Então, essa reflexão que V. Exa. traz a esta Casa é muito
importante, porque temos que nos conscientizar para que o
cooperativismo possa difundir as suas conseqüências sérias e
determinadas. Esta Casa já tem dado o exemplo. Há poucos meses
realizamos um grande encontro da FRENCOOP aqui, na Assembléia
Legislativa. Temos certeza de que vamos caminhar e vamos
apresentar justas reivindicações em favor do setor do
cooperativismo. Parabéns a V. Exa.
O Deputado Ivo José - Muito obrigado, nobre Deputado Dalmo
Ribeiro Silva. Mas, justamente pelo ritmo de crescimento das
cooperativas, acirra-se também a concorrência com a iniciativa
privada, que não pode resistir ao apelo solidário de um sistema
que se baseia na coletividade, na união de esforços e na promoção
do ser humano.
Por isso, é necessário um esforço de todo o movimento
cooperativista no sentido de mostrar a justeza desse sistema,
procurando aumentar o número de pessoas que aprovem e invistam
nesse processo coletivo.
Foi nesse sentido que um grupo de parlamentares, Deputados
Federais e Senadores, resolveram criar, em nível nacional, a
Frente Parlamentar do Cooperativismo, que se tornou, em pouco
tempo, o braço legislativo desse segmento e trouxe para o
Congresso Nacional as reivindicações do setor.

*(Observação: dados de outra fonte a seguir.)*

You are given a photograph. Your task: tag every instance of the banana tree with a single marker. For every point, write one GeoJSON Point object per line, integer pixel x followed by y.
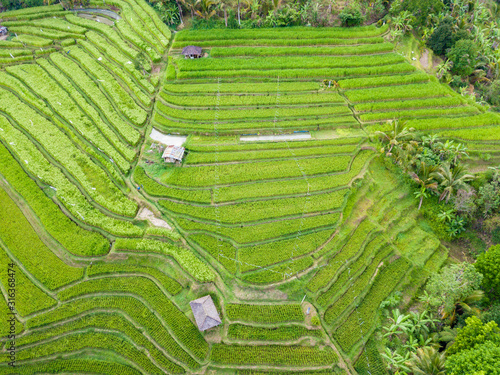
{"type": "Point", "coordinates": [398, 134]}
{"type": "Point", "coordinates": [451, 179]}
{"type": "Point", "coordinates": [207, 10]}
{"type": "Point", "coordinates": [427, 361]}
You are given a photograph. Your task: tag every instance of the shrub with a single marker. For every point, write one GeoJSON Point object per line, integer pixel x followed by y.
{"type": "Point", "coordinates": [442, 38]}
{"type": "Point", "coordinates": [463, 55]}
{"type": "Point", "coordinates": [488, 264]}
{"type": "Point", "coordinates": [351, 16]}
{"type": "Point", "coordinates": [493, 93]}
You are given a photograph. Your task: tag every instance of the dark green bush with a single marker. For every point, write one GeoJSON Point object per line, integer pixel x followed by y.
{"type": "Point", "coordinates": [351, 16]}
{"type": "Point", "coordinates": [464, 57]}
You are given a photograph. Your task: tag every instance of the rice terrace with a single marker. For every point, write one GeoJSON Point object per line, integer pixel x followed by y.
{"type": "Point", "coordinates": [218, 201]}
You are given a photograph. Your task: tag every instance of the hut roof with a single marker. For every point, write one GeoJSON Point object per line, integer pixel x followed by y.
{"type": "Point", "coordinates": [205, 313]}
{"type": "Point", "coordinates": [173, 152]}
{"type": "Point", "coordinates": [191, 50]}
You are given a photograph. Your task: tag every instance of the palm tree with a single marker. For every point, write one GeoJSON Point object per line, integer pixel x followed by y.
{"type": "Point", "coordinates": [451, 179]}
{"type": "Point", "coordinates": [464, 304]}
{"type": "Point", "coordinates": [425, 180]}
{"type": "Point", "coordinates": [180, 11]}
{"type": "Point", "coordinates": [448, 335]}
{"type": "Point", "coordinates": [444, 68]}
{"type": "Point", "coordinates": [207, 10]}
{"type": "Point", "coordinates": [400, 323]}
{"type": "Point", "coordinates": [427, 361]}
{"type": "Point", "coordinates": [396, 135]}
{"type": "Point", "coordinates": [459, 150]}
{"type": "Point", "coordinates": [190, 4]}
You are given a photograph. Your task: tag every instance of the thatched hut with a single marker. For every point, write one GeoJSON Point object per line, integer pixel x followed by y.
{"type": "Point", "coordinates": [192, 52]}
{"type": "Point", "coordinates": [205, 313]}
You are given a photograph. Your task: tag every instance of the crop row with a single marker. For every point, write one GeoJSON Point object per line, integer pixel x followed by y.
{"type": "Point", "coordinates": [414, 91]}
{"type": "Point", "coordinates": [155, 29]}
{"type": "Point", "coordinates": [200, 176]}
{"type": "Point", "coordinates": [9, 60]}
{"type": "Point", "coordinates": [356, 326]}
{"type": "Point", "coordinates": [163, 232]}
{"type": "Point", "coordinates": [302, 51]}
{"type": "Point", "coordinates": [105, 128]}
{"type": "Point", "coordinates": [10, 44]}
{"type": "Point", "coordinates": [354, 246]}
{"type": "Point", "coordinates": [223, 251]}
{"type": "Point", "coordinates": [71, 236]}
{"type": "Point", "coordinates": [445, 101]}
{"type": "Point", "coordinates": [252, 100]}
{"type": "Point", "coordinates": [150, 15]}
{"type": "Point", "coordinates": [276, 313]}
{"type": "Point", "coordinates": [472, 122]}
{"type": "Point", "coordinates": [277, 42]}
{"type": "Point", "coordinates": [146, 32]}
{"type": "Point", "coordinates": [186, 259]}
{"type": "Point", "coordinates": [294, 72]}
{"type": "Point", "coordinates": [119, 96]}
{"type": "Point", "coordinates": [109, 322]}
{"type": "Point", "coordinates": [431, 112]}
{"type": "Point", "coordinates": [275, 355]}
{"type": "Point", "coordinates": [428, 112]}
{"type": "Point", "coordinates": [275, 273]}
{"type": "Point", "coordinates": [261, 256]}
{"type": "Point", "coordinates": [14, 52]}
{"type": "Point", "coordinates": [262, 232]}
{"type": "Point", "coordinates": [182, 328]}
{"type": "Point", "coordinates": [487, 133]}
{"type": "Point", "coordinates": [21, 239]}
{"type": "Point", "coordinates": [49, 23]}
{"type": "Point", "coordinates": [206, 157]}
{"type": "Point", "coordinates": [29, 298]}
{"type": "Point", "coordinates": [355, 289]}
{"type": "Point", "coordinates": [240, 87]}
{"type": "Point", "coordinates": [57, 366]}
{"type": "Point", "coordinates": [130, 35]}
{"type": "Point", "coordinates": [260, 210]}
{"type": "Point", "coordinates": [139, 313]}
{"type": "Point", "coordinates": [156, 189]}
{"type": "Point", "coordinates": [32, 40]}
{"type": "Point", "coordinates": [281, 33]}
{"type": "Point", "coordinates": [208, 144]}
{"type": "Point", "coordinates": [126, 77]}
{"type": "Point", "coordinates": [105, 30]}
{"type": "Point", "coordinates": [356, 83]}
{"type": "Point", "coordinates": [114, 54]}
{"type": "Point", "coordinates": [96, 340]}
{"type": "Point", "coordinates": [101, 136]}
{"type": "Point", "coordinates": [370, 360]}
{"type": "Point", "coordinates": [285, 333]}
{"type": "Point", "coordinates": [287, 62]}
{"type": "Point", "coordinates": [32, 10]}
{"type": "Point", "coordinates": [49, 134]}
{"type": "Point", "coordinates": [102, 268]}
{"type": "Point", "coordinates": [370, 251]}
{"type": "Point", "coordinates": [66, 192]}
{"type": "Point", "coordinates": [246, 125]}
{"type": "Point", "coordinates": [260, 113]}
{"type": "Point", "coordinates": [47, 33]}
{"type": "Point", "coordinates": [91, 89]}
{"type": "Point", "coordinates": [277, 188]}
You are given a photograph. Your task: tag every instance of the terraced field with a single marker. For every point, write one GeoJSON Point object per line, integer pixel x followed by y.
{"type": "Point", "coordinates": [297, 241]}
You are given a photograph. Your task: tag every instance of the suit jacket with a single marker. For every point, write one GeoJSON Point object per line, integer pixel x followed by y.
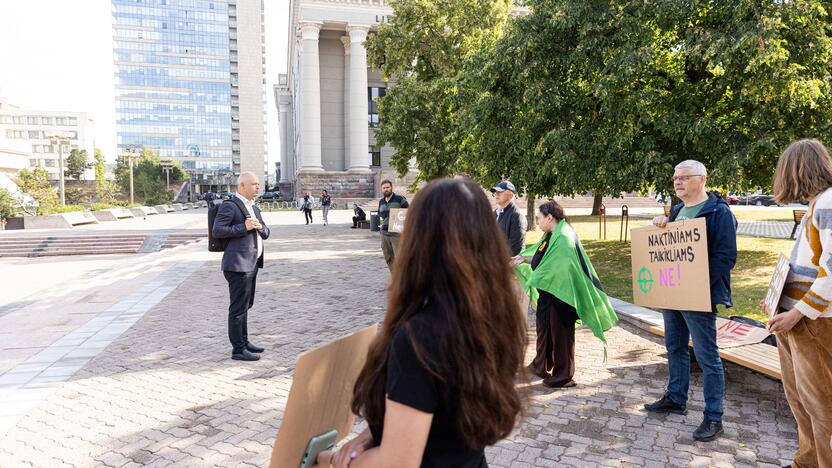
{"type": "Point", "coordinates": [513, 224]}
{"type": "Point", "coordinates": [241, 253]}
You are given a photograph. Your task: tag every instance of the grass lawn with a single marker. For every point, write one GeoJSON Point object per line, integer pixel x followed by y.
{"type": "Point", "coordinates": [756, 258]}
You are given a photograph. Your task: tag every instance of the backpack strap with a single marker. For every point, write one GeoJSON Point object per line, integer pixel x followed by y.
{"type": "Point", "coordinates": [240, 205]}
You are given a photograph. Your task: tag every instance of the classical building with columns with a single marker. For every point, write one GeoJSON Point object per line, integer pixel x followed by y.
{"type": "Point", "coordinates": [326, 101]}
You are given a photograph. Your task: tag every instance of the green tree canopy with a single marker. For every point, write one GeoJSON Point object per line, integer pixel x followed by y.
{"type": "Point", "coordinates": [76, 163]}
{"type": "Point", "coordinates": [149, 181]}
{"type": "Point", "coordinates": [36, 184]}
{"type": "Point", "coordinates": [423, 48]}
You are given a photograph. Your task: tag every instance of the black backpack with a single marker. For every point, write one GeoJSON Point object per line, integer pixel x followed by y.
{"type": "Point", "coordinates": [214, 244]}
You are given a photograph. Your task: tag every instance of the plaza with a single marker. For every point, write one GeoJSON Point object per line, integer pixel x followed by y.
{"type": "Point", "coordinates": [137, 369]}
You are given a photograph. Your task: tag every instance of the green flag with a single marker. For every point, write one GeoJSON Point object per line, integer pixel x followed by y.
{"type": "Point", "coordinates": [562, 274]}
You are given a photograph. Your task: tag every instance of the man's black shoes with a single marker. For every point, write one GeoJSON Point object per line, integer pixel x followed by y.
{"type": "Point", "coordinates": [708, 430]}
{"type": "Point", "coordinates": [666, 405]}
{"type": "Point", "coordinates": [245, 355]}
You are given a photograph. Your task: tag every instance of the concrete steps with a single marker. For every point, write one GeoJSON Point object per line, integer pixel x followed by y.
{"type": "Point", "coordinates": [45, 246]}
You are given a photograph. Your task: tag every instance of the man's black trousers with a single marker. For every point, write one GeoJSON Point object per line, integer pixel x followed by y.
{"type": "Point", "coordinates": [241, 291]}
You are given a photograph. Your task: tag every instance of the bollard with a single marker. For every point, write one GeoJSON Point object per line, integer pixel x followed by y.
{"type": "Point", "coordinates": [602, 220]}
{"type": "Point", "coordinates": [625, 223]}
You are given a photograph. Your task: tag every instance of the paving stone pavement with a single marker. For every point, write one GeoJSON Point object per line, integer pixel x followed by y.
{"type": "Point", "coordinates": [776, 229]}
{"type": "Point", "coordinates": [166, 393]}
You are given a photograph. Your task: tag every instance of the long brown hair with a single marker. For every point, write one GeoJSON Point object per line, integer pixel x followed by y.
{"type": "Point", "coordinates": [453, 257]}
{"type": "Point", "coordinates": [804, 170]}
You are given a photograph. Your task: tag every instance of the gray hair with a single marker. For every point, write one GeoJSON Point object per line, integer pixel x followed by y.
{"type": "Point", "coordinates": [694, 166]}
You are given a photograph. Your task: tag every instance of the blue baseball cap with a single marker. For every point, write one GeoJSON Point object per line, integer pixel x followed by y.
{"type": "Point", "coordinates": [503, 186]}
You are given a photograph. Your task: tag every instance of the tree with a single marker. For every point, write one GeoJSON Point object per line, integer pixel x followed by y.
{"type": "Point", "coordinates": [36, 184]}
{"type": "Point", "coordinates": [76, 164]}
{"type": "Point", "coordinates": [7, 205]}
{"type": "Point", "coordinates": [149, 181]}
{"type": "Point", "coordinates": [424, 47]}
{"type": "Point", "coordinates": [105, 190]}
{"type": "Point", "coordinates": [607, 96]}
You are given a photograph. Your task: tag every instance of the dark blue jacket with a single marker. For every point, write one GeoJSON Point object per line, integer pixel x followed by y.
{"type": "Point", "coordinates": [721, 226]}
{"type": "Point", "coordinates": [241, 252]}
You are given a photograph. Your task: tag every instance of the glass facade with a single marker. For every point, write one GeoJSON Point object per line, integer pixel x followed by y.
{"type": "Point", "coordinates": [173, 83]}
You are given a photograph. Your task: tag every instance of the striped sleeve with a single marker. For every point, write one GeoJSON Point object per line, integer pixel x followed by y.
{"type": "Point", "coordinates": [817, 299]}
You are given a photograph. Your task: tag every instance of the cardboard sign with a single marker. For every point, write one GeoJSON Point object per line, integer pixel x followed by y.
{"type": "Point", "coordinates": [397, 217]}
{"type": "Point", "coordinates": [730, 334]}
{"type": "Point", "coordinates": [670, 266]}
{"type": "Point", "coordinates": [775, 287]}
{"type": "Point", "coordinates": [320, 397]}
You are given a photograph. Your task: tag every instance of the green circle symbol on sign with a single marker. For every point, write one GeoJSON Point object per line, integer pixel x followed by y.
{"type": "Point", "coordinates": [645, 280]}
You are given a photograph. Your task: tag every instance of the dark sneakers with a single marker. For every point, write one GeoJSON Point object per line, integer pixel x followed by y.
{"type": "Point", "coordinates": [666, 405]}
{"type": "Point", "coordinates": [245, 355]}
{"type": "Point", "coordinates": [708, 430]}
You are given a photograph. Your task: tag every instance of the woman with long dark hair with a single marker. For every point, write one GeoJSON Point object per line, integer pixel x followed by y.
{"type": "Point", "coordinates": [804, 317]}
{"type": "Point", "coordinates": [439, 382]}
{"type": "Point", "coordinates": [563, 283]}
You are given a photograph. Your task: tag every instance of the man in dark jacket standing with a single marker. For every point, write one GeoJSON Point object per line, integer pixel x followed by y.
{"type": "Point", "coordinates": [511, 222]}
{"type": "Point", "coordinates": [242, 258]}
{"type": "Point", "coordinates": [680, 326]}
{"type": "Point", "coordinates": [389, 240]}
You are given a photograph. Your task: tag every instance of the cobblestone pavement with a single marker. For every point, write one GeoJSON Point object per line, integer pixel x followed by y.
{"type": "Point", "coordinates": [777, 229]}
{"type": "Point", "coordinates": [166, 393]}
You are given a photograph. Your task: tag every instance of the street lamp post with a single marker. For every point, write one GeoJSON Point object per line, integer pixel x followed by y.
{"type": "Point", "coordinates": [167, 165]}
{"type": "Point", "coordinates": [57, 139]}
{"type": "Point", "coordinates": [130, 154]}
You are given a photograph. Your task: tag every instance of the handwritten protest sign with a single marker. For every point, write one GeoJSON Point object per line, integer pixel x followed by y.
{"type": "Point", "coordinates": [775, 287]}
{"type": "Point", "coordinates": [730, 334]}
{"type": "Point", "coordinates": [670, 266]}
{"type": "Point", "coordinates": [397, 217]}
{"type": "Point", "coordinates": [319, 400]}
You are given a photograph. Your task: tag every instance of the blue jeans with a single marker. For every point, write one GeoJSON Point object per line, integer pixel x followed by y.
{"type": "Point", "coordinates": [679, 327]}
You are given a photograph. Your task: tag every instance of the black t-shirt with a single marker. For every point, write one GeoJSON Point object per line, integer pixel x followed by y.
{"type": "Point", "coordinates": [411, 383]}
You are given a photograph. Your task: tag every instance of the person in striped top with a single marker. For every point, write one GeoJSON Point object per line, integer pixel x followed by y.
{"type": "Point", "coordinates": [804, 322]}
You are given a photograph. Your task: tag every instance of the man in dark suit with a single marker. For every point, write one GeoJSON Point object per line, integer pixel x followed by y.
{"type": "Point", "coordinates": [243, 256]}
{"type": "Point", "coordinates": [511, 222]}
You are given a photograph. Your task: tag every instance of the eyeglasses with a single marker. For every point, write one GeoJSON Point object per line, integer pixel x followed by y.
{"type": "Point", "coordinates": [685, 178]}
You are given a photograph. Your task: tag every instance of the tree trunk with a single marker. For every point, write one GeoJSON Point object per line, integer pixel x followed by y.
{"type": "Point", "coordinates": [530, 207]}
{"type": "Point", "coordinates": [596, 204]}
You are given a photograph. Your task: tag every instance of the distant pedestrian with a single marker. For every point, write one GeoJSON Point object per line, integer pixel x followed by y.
{"type": "Point", "coordinates": [565, 286]}
{"type": "Point", "coordinates": [389, 240]}
{"type": "Point", "coordinates": [359, 215]}
{"type": "Point", "coordinates": [306, 207]}
{"type": "Point", "coordinates": [326, 201]}
{"type": "Point", "coordinates": [804, 319]}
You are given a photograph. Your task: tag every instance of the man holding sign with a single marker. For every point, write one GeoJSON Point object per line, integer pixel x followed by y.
{"type": "Point", "coordinates": [680, 326]}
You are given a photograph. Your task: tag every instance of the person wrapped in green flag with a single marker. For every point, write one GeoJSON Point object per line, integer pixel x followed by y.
{"type": "Point", "coordinates": [557, 275]}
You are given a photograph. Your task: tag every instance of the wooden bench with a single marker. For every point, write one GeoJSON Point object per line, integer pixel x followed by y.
{"type": "Point", "coordinates": [798, 218]}
{"type": "Point", "coordinates": [760, 357]}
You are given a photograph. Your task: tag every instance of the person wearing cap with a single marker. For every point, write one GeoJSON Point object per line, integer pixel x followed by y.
{"type": "Point", "coordinates": [511, 222]}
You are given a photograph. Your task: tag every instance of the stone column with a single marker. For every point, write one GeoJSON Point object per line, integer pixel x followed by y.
{"type": "Point", "coordinates": [285, 142]}
{"type": "Point", "coordinates": [310, 97]}
{"type": "Point", "coordinates": [359, 139]}
{"type": "Point", "coordinates": [346, 41]}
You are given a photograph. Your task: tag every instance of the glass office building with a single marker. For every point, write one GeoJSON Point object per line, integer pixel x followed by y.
{"type": "Point", "coordinates": [177, 84]}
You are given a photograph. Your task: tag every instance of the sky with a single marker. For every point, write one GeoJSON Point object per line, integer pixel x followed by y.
{"type": "Point", "coordinates": [57, 55]}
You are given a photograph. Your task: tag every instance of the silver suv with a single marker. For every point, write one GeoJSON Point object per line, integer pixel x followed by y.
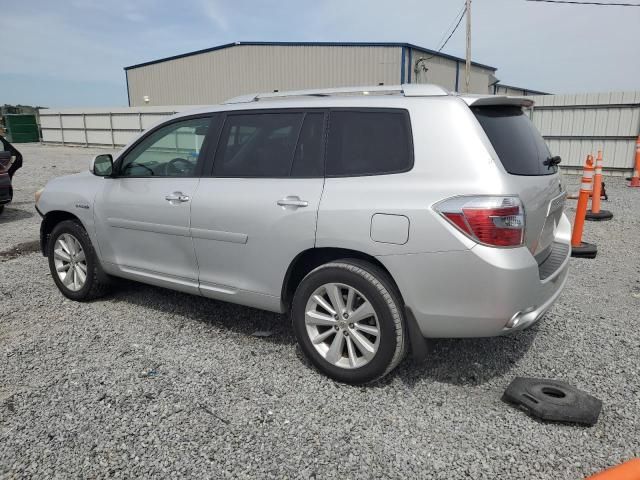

Seduzida pela idéia, Minas Gerais saiu na frente, criando, em
outubro de 1997, durante um seminário sobre cooperativismo de
crédito, realizado na Universidade Federal de Lavras, a FRENCOOP
mineira. A Assembléia Legislativa de Minas Gerais assumiu
integralmente esse movimento, sendo que o seu primeiro Presidente
foi justamente o Deputado Romeu Queiroz, Presidente da Assembléia
Legislativa na época.
Uma pesquisa para avaliar a receptividade dos Deputados Estaduais
mineiros não poderia ter obtido melhor resultado. Todos os 77
Deputados foram favoráveis à criação da FRENCOOP, como forma de se
incentivar o cooperativismo no Estado.
Atualmente, oito Estados brasileiros possuem frentes
parlamentares, e seis estão em via de constituí-las. Em Minas,
mais de 100 cidades responderam positivamente ao apelo para se
constituírem frentes parlamentares municipais de apoio ao
cooperativismo.
A FRENCOOP mineira tem como Presidente o ilustre Deputado Paulo
Piau, um dos maiores defensores do cooperativismo, que tem
conseguido a adesão de, praticamente, todos os colegas
parlamentares.
Assumi a posição de coordenador-geral da FRENCOOP mineira, e, por
consenso, optamos por trabalhar por segmentos, tornando o nosso
apoio o mais abrangente possível. Temos hoje os ramos
agropecuário, de crédito, educação, saúde e trabalho, sob a
coordenação de vários outros colegas, como disse o Deputado Dalmo
Ribeiro Silva, coordenador da área da educação.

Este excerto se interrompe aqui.